Her skin prickled, and she exchanged a wary look with Vi.
“Maybe whatever it is has moved on,” her friend whispered.
Somewhere, someone or something screamed. It was such a wail of distress and pain that they both jumped and immediately dropped down onto the floor, flattening themselves.
“Oh, fuck,” Lori hissed, her heart fluttering in her ribcage anxiously. Despite the terror flooding through her veins, she couldn’t look away from the emptiness in front of her. Not when the first was joined with a second scream. Nor when a third and fourth rang out.

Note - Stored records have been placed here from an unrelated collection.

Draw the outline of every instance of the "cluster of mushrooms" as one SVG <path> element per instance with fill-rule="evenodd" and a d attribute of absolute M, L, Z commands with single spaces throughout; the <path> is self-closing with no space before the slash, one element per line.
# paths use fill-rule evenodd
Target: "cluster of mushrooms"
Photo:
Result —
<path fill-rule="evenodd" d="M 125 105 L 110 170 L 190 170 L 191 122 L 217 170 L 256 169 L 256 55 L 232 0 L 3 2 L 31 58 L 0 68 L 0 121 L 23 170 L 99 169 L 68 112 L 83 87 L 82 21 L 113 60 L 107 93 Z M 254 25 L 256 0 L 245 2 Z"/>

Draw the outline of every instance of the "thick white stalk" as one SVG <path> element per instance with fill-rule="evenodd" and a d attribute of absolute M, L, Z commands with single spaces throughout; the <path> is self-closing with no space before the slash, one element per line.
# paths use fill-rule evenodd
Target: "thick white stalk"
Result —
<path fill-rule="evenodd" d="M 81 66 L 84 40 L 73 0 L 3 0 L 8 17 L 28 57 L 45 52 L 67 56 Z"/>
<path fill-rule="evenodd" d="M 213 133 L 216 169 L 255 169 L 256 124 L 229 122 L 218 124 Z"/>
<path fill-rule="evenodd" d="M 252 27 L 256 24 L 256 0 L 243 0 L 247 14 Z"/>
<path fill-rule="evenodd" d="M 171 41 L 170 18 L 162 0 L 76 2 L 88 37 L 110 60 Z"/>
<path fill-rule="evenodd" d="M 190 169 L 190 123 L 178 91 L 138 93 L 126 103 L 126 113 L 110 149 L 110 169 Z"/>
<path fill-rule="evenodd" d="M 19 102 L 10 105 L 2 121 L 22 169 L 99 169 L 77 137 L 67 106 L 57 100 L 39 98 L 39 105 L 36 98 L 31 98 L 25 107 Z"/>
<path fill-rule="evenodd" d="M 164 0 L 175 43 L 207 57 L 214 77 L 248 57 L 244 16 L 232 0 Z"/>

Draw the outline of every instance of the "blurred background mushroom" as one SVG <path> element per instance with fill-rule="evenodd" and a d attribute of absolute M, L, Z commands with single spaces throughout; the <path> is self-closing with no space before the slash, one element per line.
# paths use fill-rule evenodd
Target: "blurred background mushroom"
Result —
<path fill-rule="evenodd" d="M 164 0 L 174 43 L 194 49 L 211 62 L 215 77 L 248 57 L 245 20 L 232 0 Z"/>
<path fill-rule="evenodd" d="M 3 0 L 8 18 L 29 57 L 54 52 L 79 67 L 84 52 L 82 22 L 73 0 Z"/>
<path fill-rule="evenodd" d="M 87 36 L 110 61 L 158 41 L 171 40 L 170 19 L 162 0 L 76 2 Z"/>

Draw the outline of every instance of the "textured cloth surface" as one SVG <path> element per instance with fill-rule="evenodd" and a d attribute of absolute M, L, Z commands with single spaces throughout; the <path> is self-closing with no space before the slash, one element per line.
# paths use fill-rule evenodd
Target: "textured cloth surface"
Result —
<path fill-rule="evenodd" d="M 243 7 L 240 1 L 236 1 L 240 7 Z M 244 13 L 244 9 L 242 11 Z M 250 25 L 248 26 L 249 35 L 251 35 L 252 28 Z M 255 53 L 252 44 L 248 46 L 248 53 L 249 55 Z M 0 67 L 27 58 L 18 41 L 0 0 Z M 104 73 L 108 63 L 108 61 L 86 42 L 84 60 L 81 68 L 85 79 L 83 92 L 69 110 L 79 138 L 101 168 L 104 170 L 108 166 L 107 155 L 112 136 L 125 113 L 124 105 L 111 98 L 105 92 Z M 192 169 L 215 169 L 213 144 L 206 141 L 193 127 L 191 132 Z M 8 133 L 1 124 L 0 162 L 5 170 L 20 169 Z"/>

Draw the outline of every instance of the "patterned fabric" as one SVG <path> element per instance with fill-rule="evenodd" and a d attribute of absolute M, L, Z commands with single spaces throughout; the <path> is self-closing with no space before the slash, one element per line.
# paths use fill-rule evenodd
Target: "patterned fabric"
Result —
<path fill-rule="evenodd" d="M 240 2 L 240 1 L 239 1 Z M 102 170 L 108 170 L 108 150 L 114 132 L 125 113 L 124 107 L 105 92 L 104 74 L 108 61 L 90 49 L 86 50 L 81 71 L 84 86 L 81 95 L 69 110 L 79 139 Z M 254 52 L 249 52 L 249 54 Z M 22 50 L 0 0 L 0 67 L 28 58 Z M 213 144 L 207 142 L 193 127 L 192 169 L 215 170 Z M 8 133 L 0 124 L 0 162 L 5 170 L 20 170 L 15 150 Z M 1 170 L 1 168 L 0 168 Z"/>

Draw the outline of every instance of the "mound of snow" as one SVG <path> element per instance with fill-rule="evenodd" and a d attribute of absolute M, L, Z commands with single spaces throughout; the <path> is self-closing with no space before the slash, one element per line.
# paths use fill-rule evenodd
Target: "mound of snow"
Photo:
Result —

Vi’s hand curled around hers, her body scooting closer until they were huddled together as the terrible shrieks and screams blended into a symphony of horror. Thankfully distance blotted out any wetter sounds of flesh being torn apart. With those screams, her imagination was able to provide some pretty graphic possibilities of just what was happening. She imagined muscle and fat being shredded and ripped away, the heavy crack of bones.
When the screams faded and no further sounds came from outside, they eventually climbed onto the bunk, cramping together on one bed so that they could continue to huddle together as they stared out into the desert beyond the dome. Neither of them was able to sleep after that. Instead, they sat there, wide awake throughout the night, long after the last scream had faded away, until the morning light cut over the horizon.